But the point is – we do this! We compromise our personal revelations and commandments. Sometimes I think that we accidentally downplay how important these things are because we usually call them: promptings or impressions. But they are personal revelations and commandments! If we don’t follow through with the promptings, impressions, personal revelations, and personal commandments we receive, then we cannot expect to be led by His Spirit in the future!
I’m grateful for this reminder. Sometimes it is scary to follow a personal prompting, revelation, commandment, or impression. Why is it scary? Well, I guess because it’s an act of faith. Was that the Spirit or was it just me? … often goes through my head. I let myself doubt my impressions, then I ignore them. Or allow myself to be distracted. And then, I miss the opportunity, the blessing, the protection, or whatever it was the the Lord was offering.

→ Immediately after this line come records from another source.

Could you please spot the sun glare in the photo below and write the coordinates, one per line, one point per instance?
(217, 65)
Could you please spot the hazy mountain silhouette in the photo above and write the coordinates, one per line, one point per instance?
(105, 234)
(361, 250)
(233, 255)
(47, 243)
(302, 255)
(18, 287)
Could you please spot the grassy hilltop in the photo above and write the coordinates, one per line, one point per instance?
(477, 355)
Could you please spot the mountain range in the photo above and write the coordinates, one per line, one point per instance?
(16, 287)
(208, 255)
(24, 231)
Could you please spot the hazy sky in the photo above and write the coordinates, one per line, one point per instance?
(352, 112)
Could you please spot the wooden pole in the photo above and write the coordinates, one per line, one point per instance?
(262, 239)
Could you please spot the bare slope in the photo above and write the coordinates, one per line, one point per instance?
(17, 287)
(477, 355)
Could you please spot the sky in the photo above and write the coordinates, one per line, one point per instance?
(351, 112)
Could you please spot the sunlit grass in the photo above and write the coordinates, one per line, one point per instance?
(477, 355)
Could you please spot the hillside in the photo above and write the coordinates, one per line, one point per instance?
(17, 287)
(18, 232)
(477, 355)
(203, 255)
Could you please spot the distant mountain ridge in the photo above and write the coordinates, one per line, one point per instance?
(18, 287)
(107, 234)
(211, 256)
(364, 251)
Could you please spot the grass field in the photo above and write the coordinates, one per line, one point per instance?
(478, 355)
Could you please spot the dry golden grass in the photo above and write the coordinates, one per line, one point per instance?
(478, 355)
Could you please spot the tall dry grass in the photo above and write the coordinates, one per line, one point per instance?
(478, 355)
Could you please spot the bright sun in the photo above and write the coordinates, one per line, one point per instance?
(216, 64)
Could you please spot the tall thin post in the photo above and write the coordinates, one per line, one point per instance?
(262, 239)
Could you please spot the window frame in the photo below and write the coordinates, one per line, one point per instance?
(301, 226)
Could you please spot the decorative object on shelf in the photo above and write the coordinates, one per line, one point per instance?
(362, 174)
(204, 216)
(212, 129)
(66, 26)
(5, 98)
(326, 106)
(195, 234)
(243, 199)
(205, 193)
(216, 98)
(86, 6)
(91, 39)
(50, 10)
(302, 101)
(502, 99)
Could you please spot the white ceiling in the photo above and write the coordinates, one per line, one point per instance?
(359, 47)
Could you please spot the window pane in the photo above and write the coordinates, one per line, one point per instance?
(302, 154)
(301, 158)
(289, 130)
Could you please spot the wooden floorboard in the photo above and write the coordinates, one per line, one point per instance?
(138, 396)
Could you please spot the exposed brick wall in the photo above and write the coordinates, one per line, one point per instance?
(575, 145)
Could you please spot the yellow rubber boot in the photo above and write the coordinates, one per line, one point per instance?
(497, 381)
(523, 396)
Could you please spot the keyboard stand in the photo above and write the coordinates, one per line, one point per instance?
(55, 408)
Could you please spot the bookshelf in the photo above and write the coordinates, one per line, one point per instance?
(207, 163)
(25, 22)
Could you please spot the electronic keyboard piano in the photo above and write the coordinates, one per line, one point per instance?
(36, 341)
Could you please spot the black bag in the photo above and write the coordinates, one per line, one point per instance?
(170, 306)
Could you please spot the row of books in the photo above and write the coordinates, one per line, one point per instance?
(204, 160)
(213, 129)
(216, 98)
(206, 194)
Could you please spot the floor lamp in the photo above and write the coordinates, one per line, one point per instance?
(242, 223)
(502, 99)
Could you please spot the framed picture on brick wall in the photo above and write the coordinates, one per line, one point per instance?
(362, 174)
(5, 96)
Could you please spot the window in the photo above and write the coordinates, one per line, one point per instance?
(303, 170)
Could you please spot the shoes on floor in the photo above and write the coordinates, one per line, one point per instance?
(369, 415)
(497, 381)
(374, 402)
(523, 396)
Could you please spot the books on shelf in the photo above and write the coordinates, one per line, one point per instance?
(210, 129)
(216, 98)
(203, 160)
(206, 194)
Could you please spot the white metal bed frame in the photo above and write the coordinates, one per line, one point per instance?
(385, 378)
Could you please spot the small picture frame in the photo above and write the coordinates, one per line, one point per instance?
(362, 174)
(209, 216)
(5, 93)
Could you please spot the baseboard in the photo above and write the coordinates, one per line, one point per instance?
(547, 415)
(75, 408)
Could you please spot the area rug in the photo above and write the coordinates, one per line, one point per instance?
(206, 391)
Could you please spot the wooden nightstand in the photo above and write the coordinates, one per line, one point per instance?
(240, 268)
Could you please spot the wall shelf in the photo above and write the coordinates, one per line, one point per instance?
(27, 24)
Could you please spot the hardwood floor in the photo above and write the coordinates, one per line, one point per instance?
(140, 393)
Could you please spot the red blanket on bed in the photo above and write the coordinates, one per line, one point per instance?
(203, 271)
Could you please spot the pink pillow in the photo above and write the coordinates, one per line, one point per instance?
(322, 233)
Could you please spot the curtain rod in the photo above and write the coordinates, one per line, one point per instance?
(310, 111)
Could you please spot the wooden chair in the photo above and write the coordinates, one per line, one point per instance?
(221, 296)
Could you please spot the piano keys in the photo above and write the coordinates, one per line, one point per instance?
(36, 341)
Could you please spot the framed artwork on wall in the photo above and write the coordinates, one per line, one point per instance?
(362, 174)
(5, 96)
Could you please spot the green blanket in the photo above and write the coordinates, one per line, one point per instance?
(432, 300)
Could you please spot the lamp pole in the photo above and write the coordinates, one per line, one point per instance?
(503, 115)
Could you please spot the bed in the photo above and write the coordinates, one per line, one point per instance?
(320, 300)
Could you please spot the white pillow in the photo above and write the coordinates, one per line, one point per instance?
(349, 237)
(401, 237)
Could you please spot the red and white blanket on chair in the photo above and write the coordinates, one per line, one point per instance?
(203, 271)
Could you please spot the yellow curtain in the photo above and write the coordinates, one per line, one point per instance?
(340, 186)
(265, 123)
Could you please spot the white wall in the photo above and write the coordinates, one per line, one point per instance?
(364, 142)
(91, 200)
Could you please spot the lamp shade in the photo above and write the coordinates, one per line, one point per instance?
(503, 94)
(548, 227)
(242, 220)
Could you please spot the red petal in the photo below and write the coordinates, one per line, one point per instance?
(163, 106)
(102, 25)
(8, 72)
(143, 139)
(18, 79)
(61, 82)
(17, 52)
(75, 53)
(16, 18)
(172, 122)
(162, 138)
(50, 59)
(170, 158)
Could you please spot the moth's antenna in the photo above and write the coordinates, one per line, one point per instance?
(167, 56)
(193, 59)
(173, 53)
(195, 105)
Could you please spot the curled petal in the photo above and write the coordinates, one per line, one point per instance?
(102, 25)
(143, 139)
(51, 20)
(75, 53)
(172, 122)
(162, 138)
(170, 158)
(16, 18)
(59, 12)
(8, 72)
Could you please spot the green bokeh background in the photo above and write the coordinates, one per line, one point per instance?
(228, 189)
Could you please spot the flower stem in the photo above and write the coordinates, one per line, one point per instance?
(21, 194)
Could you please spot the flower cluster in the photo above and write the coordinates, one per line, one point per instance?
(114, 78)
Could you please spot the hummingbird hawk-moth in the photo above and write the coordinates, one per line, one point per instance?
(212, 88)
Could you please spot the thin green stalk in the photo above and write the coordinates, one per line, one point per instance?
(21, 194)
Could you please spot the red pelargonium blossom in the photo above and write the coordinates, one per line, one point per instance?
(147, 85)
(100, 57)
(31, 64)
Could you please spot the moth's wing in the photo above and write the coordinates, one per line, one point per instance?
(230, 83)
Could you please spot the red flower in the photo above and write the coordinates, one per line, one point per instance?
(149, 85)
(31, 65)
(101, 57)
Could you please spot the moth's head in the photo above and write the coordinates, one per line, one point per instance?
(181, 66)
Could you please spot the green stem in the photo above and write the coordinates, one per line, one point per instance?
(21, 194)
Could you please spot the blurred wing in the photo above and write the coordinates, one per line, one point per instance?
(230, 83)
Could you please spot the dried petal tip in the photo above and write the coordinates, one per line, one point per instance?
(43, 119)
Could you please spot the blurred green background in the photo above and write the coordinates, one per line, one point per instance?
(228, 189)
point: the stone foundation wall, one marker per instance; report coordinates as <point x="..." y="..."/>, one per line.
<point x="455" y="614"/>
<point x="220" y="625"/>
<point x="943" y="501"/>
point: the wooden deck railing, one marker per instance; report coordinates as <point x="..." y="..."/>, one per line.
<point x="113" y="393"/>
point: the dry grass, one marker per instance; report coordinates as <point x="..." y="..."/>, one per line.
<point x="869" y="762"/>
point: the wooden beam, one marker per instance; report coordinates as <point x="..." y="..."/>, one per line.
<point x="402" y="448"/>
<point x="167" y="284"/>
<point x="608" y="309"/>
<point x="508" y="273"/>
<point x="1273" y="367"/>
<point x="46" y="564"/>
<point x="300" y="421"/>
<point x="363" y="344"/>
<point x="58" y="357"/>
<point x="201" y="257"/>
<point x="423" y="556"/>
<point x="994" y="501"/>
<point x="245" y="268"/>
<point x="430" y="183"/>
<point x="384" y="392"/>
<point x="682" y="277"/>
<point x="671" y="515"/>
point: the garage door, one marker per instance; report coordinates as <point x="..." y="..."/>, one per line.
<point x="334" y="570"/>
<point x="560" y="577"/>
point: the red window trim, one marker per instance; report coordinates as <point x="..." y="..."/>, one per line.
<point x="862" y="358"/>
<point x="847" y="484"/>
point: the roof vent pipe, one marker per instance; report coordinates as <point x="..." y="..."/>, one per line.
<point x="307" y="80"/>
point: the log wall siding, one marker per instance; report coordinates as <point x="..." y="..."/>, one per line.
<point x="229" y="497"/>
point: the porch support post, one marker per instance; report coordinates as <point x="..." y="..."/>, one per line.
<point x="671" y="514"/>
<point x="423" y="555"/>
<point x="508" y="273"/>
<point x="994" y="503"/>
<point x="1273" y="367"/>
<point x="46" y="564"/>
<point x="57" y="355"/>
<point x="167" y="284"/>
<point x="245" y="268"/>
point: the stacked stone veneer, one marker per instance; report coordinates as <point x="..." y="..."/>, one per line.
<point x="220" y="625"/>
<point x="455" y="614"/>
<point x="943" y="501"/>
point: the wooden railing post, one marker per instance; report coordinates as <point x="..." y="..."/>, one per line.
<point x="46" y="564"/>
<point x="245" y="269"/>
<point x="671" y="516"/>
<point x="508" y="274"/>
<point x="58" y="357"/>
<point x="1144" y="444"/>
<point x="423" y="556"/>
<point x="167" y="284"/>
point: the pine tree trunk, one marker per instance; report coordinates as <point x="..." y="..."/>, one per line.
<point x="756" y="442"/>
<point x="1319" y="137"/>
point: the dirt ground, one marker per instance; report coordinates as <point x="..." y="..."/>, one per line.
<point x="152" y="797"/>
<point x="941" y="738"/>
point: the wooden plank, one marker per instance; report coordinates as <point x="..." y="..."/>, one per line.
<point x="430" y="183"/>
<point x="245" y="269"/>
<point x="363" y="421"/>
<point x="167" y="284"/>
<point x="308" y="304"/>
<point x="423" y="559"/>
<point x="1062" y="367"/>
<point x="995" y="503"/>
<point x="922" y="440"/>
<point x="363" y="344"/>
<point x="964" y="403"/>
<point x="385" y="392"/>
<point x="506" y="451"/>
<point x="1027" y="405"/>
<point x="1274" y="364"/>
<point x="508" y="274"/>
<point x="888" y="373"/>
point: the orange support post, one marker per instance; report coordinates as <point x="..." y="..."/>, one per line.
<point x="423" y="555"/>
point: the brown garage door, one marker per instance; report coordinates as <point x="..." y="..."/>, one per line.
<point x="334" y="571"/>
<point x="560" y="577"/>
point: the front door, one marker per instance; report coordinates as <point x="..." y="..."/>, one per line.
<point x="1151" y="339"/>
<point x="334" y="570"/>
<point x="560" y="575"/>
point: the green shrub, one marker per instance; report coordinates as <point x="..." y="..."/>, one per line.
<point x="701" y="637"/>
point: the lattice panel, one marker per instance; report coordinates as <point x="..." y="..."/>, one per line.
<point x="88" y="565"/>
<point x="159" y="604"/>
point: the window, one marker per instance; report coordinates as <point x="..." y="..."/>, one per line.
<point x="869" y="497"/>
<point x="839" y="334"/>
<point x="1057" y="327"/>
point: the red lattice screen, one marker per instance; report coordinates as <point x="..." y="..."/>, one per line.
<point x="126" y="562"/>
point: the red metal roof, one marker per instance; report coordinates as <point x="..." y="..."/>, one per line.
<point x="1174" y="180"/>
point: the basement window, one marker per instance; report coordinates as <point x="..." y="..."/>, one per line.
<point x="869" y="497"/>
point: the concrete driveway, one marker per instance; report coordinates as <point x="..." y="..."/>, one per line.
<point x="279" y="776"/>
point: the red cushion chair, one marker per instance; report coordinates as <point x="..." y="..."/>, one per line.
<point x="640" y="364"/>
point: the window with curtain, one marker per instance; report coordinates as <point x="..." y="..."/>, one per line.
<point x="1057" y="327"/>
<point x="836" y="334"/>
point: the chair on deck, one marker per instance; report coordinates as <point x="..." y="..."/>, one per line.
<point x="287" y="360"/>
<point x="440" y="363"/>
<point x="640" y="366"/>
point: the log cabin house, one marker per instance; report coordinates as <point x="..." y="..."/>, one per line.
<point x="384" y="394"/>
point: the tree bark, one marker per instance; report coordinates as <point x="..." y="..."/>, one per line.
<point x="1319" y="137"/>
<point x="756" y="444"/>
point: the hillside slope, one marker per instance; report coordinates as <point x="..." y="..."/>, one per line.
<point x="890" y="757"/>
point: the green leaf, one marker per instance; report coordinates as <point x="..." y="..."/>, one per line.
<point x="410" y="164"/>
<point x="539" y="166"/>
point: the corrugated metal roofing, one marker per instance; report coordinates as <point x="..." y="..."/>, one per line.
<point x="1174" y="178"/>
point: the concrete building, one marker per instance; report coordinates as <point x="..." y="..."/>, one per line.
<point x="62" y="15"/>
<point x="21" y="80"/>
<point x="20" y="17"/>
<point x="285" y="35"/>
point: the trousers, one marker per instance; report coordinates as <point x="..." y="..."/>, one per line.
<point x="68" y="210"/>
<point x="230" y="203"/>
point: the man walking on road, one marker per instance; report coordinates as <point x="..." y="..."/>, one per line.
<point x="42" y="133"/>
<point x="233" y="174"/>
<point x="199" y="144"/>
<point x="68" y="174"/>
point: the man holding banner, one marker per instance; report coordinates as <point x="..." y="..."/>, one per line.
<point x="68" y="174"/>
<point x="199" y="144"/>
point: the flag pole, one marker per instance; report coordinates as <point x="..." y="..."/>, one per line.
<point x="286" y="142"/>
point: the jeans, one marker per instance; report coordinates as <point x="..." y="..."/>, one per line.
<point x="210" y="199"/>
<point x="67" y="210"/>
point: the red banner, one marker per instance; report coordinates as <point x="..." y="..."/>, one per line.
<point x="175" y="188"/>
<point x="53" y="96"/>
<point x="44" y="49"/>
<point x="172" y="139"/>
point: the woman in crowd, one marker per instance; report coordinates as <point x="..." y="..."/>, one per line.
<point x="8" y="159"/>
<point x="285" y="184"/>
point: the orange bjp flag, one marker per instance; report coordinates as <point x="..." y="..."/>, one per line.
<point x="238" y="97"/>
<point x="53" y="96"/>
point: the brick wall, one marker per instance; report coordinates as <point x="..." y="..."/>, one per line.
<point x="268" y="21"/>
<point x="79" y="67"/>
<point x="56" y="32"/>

I really want to stop doing this!!!
Well, this is another long post, no matter how much I try to shorten them. I’m so thankful for the Prophet. Though today’s talk wasn’t really addressed to the women of the church, there were a few things that I gleaned from the talk. I’m grateful to know that President Nelson is a man who has worked hard to study and learn more about the Priesthood he holds. I’m grateful to know that he honors it and doesn’t abuse his position in the church. I’m grateful, also, to know that we have the priesthood on earth now. I have been blessed by this great power in my life.